Pitchfork
80
Halfway through Majical Cloudz's set at the 2014 Pitchfork Music Festival, the music cut out, leaving singer Devon Welsh alone with a live microphone in front of 6,000 people. The scene put a new spin on an old bad dream: Not only had Welsh shown up to class without clothes on, but the classroom had become a baseball field and everyone on it was a little bit drunk.
After a couple of dumb jokes (the packing peanuts of any good showman), Welsh canvassed the audience for requests and ended up singing an a capella version of an already startlingly intimate song called "Bugs Don't Buzz" from the band's 2013 album Impersonator ("If life could be forever one instant/ Would it be the moment you met me? No, my love").
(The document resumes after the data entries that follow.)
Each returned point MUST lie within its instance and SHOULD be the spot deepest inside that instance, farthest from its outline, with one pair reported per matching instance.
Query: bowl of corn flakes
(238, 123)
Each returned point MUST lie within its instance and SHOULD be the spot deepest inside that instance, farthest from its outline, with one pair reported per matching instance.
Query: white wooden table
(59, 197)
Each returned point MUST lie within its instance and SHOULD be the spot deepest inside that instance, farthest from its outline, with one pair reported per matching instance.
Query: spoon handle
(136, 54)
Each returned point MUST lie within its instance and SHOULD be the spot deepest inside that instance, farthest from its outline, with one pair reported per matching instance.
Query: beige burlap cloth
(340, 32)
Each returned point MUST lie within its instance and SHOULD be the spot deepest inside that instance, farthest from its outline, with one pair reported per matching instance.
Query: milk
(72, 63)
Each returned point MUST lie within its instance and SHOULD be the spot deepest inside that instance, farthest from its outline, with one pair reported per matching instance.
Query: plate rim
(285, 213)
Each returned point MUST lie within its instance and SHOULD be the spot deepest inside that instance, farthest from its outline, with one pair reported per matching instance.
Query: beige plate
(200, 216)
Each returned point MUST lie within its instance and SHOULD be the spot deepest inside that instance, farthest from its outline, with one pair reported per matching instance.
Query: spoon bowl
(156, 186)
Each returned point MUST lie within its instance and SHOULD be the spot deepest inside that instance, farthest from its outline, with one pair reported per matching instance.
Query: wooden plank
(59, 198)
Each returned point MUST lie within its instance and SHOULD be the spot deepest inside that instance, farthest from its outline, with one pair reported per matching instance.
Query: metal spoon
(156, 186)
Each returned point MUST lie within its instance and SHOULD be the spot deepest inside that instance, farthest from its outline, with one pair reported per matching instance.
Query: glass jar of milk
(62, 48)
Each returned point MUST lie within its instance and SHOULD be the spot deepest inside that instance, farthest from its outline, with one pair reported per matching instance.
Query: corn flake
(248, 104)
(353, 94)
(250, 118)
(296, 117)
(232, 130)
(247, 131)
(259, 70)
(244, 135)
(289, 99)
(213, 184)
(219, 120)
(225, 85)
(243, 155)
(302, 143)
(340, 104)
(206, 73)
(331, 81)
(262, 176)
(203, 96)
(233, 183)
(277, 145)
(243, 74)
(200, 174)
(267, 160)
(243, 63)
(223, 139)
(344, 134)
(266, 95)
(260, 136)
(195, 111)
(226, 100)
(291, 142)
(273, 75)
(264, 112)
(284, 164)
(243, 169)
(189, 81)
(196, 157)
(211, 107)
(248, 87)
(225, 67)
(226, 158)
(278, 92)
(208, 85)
For some bands, the moment might've constituted disaster, but for Majical Cloudz it was a logical endpoint to their music, which functions as a kind of emotional strip show: Welsh knows it's a performance but he still ends up naked. When the song was over, the crowd clapped with embarrassed hesitation: Should we be watching this? And should Welsh be doing it?
The band's new album, Are You Alone?, picks up where Impersonator left off: Stark, ethereal instrumentals buoyed by Welsh's unflinching voice. Musically, their roots are in English romantics like Depeche Mode, themselves a moody electronic gloss on the lieder that composers like Franz Schubert were writing 150 years earlier. Philosophically, they chart a junction of new age and hardcore punk, both of which prize a radical scraping away of excess in their search for truth. Majical Cloudz want empathy and they want it now.
I call them a "band" but should note how they stretch the definition of the word. As a singer, Welsh performs with the confidence and intimacy of someone holding a hairbrush in front of their bedroom mirror—the music is mostly in his head. His counterpart, Matthew Otto, is less visible but equally important. A former student in an electroacoustic studies program that emphasized sound design as much as composition, Otto doesn't try and approximate backing musicians so much as create vapor trails where backing musicians might've stood. If the name Majical Cloudz has any bearing on their sound, it's because of him: He's the air Welsh breathes.
Alone is less stripped-down than Impersonator, but it feels less confrontational, too. The band recently went on tour opening for Lorde, and seem to have figured out how to broaden their sound while softening it at the same time, all without losing the detonating high that made Impersonator so remarkable. Songs like "So Blue" and "Downtown"—both standouts—are easy to imagine as more fully fleshed out pieces of music, conveying size without occupying space. Like photographic negatives, you can still see the image but the inversion of blacks and whites lends it a kind of alien melancholy.
Like Impersonator, Alone is a sad album, but its sadness is a kind of tall tale, the details of which are overblown for dramatic effect. At times its lyrics sound less like expressions of personal darkness than advertisements for darkness in general, written in lettering so big you could read it from the highway. In a recent interview with Pitchfork, he professed his admiration for Andy Kaufman, an artist usually classified as a comedian but whose work tends to function more like social performance art. The connection makes sense: Like Kaufman, Welsh tends to scramble performance and sincerity, laying himself bare in a way that seems more honest when he's onstage than it might in so-called real life. At peak he becomes a kind of Puberty Incarnate, bearer of feelings so awkward and yet so incandescent that they seem like a joke and a dare at the same time.
A few weeks ago, I blew off part of an afternoon to see the Pixar movie Inside Out, which follows the inner life of a young girl named Riley as personified by five fundamental emotions: joy, fear, anger, disgust, and sadness. The emotions—characters unto themselves—run around Riley's head jockeying for control, turning each new experience into a color-coded orb later filed away in Riley's labyrinthine memory.
Early on, Sadness—a dumpy, self-effacing Midwestern woman—is portrayed as a kind of negative-force King Midas, unwittingly ruining Riley's memories by turning them a cool, melancholy blue. The movie's revelation is when Joy—cannily represented as part-Tinkerbell, part passive-aggressive control freak—starts to realize that Sadness isn't a threat to Riley but a necessary catalyst for her growth, not a barrier to Joy but a bridge. Toward the end, a new feeling pops out of Riley's psychological conveyor belt: The yellow of Joy and the blue of Sadness, swirled together like ribbons inside a marble.
The moral is simple, but in a culture obsessed by happiness, it seems surprising, too: Maybe sadness isn't just an O.K. feeling to have, but an essential part of our emotional balance. Without it, we live in monochrome.
I kept thinking of Majical Cloudz, whose music—like Inside Out—seems to recast sadness as a feeling that doesn't damage the self but helps keep it whole. Now, when I see that album title (Are You Alone?), it seems less like a grim rhetorical question than an invitation—the kind of thing you might ask someone who is alone but looks like they could use a little company.